Edward M. David, chairman of the American Student Union chapter, said Dr. Nicholas Murray Butler, president, had refused to interview student committees after promising to discuss the status of the Heidelberg celebration. He declared it was "this stubbornness and refusal to meet with them" which really caused the South Field demonstration last spring.
James Wechsler, former editor of The Columbia Spectator and an officer of the American Student Union, stated that there were two issues involved in the case, one of academic freedom and the other of fair play. "It is very evident that this is an attempt to smash the American Student," he added.
Burke, who was chosen the as president the class in '38, said in his own behalf: "It is a question whether the president, dean and trustees of Columbia will tell me what to think and do or whether I shall do what I think is right."
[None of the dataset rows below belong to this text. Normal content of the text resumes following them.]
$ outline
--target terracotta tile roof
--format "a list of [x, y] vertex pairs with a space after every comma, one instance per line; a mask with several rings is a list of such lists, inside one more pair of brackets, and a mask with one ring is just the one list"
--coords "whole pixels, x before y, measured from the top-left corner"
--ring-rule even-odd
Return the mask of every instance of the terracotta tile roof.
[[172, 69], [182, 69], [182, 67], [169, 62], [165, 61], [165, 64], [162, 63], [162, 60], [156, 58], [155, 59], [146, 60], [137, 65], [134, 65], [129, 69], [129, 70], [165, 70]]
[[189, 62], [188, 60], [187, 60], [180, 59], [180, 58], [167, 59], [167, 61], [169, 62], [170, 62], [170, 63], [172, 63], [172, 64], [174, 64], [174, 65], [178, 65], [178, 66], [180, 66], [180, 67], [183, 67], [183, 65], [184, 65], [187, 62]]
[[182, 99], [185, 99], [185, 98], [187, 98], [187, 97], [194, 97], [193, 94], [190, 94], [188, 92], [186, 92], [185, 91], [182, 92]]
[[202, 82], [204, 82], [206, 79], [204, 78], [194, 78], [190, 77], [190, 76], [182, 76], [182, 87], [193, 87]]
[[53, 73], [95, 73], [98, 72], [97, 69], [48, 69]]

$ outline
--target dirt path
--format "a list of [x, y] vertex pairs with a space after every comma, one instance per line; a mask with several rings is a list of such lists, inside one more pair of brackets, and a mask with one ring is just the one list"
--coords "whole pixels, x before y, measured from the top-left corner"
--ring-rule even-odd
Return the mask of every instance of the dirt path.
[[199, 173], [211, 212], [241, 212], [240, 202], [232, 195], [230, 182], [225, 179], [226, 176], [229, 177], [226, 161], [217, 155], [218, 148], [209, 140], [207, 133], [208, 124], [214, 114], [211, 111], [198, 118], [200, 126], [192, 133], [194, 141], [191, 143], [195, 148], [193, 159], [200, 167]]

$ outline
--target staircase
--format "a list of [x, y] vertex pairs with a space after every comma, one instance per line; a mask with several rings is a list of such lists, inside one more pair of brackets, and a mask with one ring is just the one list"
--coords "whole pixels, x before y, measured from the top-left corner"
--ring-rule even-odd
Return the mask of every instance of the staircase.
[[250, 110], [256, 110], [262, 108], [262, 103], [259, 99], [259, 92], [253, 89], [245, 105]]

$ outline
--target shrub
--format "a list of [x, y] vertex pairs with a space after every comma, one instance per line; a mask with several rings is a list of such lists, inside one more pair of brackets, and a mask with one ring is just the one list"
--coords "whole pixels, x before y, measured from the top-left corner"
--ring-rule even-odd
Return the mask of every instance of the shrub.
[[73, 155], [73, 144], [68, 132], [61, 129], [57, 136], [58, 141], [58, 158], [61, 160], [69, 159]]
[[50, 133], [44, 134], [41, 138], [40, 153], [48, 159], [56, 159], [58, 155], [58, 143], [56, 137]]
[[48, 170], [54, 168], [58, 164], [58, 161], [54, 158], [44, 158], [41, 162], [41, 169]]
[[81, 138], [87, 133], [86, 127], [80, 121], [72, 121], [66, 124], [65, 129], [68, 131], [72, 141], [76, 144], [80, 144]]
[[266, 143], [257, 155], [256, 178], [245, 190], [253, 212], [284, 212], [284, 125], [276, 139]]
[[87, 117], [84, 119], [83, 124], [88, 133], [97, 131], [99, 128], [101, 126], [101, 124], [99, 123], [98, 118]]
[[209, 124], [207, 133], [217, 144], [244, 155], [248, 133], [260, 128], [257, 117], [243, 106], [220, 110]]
Vandals using red paint and rolls of absorbent cotton marred the walls of John Jay Hall and South Hall, which houses the Harkness Library, on the Columbia University campus shortly before midnight last night. Except for an abandoned two-gallon can and a quantity of stained cotton, no trace of the perpetrators was found and no motive established for their sabotage. The damage was done between 11:30 P.M. and midnight, according to university authorities.
Police of the West 100th Street station discovered that twenty-five painters employed by the university as a regular maintenance force had recently gone on strike but were unable to determine if the vandalism had resulted from the walkout. They were also attempting to investigate the movements of leaders in the group who held the meeting yesterday in front of Hamilton Hall to urge the reinstatement of Burke.